November 27, 2015

What blocks Martin Wolf from understanding risk-weighted capital requirements for banks is a dangerous distortion?

Sir, I refer to Martin Wolf’s “The fantasy of Britain as ‘most prosperous economy’” November 27. Of course it is a fantasy! There is an obstacle to that. Though in truth, that is an obstacle for most economies becoming or remaining prosperous. And I refer of course to the risk-weighted capital requirements for banks.

Our society lends the banks a lot of explicit and implicit support. And then regulators, on behalf of the society, now allow banks to leverage that support many times more on their equity for assets perceived as safe from a credit point of view than for assets perceived as risky.

And, since being perceived as safe from a credit point of view, has not one iota to do with whether that credit is more important for the real economy than a credit awarded to someone perceived as risky, the result is pure distorting credit-risk aversion.

The problem is that too many are incapable to understand how dangerous those distortions are. For instance Martin Wolf, with respect to these capital requirements once explained to me: “there is no coercion: if the risks are high, [banks] should not, in their own interest, make the loans. Nor is it the case that risk weighting prevented banks from lending to small enterprises. The reason that they did not (and do not) do so is that it IS ACTUALLY risky to do so, relative to the perceived return.”

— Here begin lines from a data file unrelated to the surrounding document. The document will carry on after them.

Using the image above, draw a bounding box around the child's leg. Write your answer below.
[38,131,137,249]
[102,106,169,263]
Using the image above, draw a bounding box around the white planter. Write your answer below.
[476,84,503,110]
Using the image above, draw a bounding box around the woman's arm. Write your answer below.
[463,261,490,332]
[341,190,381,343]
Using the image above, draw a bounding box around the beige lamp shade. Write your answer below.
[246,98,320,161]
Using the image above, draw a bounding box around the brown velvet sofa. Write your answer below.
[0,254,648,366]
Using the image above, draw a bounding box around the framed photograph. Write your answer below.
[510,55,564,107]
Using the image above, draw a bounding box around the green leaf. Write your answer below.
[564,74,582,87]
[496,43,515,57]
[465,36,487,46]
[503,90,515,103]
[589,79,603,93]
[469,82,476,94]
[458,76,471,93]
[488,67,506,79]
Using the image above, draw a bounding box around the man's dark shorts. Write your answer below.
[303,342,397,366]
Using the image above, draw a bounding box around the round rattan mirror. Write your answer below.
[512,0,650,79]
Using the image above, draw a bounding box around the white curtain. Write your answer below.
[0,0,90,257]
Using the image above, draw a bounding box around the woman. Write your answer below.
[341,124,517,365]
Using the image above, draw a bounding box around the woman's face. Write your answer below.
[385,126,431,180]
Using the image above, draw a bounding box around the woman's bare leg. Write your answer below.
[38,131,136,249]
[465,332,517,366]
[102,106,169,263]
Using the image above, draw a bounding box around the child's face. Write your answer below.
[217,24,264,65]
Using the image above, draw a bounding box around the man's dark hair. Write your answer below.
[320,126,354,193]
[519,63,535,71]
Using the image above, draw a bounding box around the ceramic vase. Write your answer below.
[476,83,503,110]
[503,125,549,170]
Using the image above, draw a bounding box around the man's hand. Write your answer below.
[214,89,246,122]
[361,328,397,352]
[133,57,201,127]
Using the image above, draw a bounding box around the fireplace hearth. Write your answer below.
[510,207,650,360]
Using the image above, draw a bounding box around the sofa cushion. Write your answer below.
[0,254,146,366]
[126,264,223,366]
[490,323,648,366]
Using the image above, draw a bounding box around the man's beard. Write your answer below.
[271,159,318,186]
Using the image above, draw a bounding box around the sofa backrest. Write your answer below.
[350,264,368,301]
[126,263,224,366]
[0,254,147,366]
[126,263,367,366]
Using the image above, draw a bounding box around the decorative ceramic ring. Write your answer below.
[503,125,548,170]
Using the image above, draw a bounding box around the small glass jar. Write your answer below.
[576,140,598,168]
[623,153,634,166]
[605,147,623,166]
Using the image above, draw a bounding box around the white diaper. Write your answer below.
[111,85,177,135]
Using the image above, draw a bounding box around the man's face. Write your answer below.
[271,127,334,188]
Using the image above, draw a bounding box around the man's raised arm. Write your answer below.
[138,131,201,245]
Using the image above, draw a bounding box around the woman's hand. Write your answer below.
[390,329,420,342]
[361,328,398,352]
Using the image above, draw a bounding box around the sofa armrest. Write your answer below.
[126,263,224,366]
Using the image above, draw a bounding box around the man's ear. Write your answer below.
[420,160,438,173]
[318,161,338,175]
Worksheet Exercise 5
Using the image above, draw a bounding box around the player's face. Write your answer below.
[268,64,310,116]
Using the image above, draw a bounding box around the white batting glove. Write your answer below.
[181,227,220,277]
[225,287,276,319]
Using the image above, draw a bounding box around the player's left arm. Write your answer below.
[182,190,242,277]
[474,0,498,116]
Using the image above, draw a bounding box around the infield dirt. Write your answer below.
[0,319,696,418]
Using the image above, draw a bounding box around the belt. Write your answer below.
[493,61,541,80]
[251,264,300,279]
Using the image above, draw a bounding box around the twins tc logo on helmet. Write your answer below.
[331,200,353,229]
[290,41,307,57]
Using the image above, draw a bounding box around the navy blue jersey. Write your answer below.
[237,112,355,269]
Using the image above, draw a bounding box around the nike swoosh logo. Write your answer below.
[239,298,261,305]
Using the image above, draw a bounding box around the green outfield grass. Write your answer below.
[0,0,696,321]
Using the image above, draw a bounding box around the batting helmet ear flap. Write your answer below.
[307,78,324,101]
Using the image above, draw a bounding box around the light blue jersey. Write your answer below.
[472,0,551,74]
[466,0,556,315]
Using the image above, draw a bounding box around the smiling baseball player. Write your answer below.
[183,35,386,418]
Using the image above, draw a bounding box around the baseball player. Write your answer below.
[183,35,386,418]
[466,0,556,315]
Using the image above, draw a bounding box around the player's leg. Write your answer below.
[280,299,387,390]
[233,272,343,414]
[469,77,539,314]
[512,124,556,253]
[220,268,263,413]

It is there, right in front of him, and yet he does not see it. If banks could leverage as much when lending to these “actually risky” than what they are allowed to do when lending to “the safe”, then their perceived risk adjusted return on equity would be much higher and they might indeed lend to the risky.

But no! That leverage advantage is only awarded to “The Safe”, those who already get lower interests, those who already get much larger loans, those who when they turn out ex-post to be risky, are precisely those who cause major bank crisis.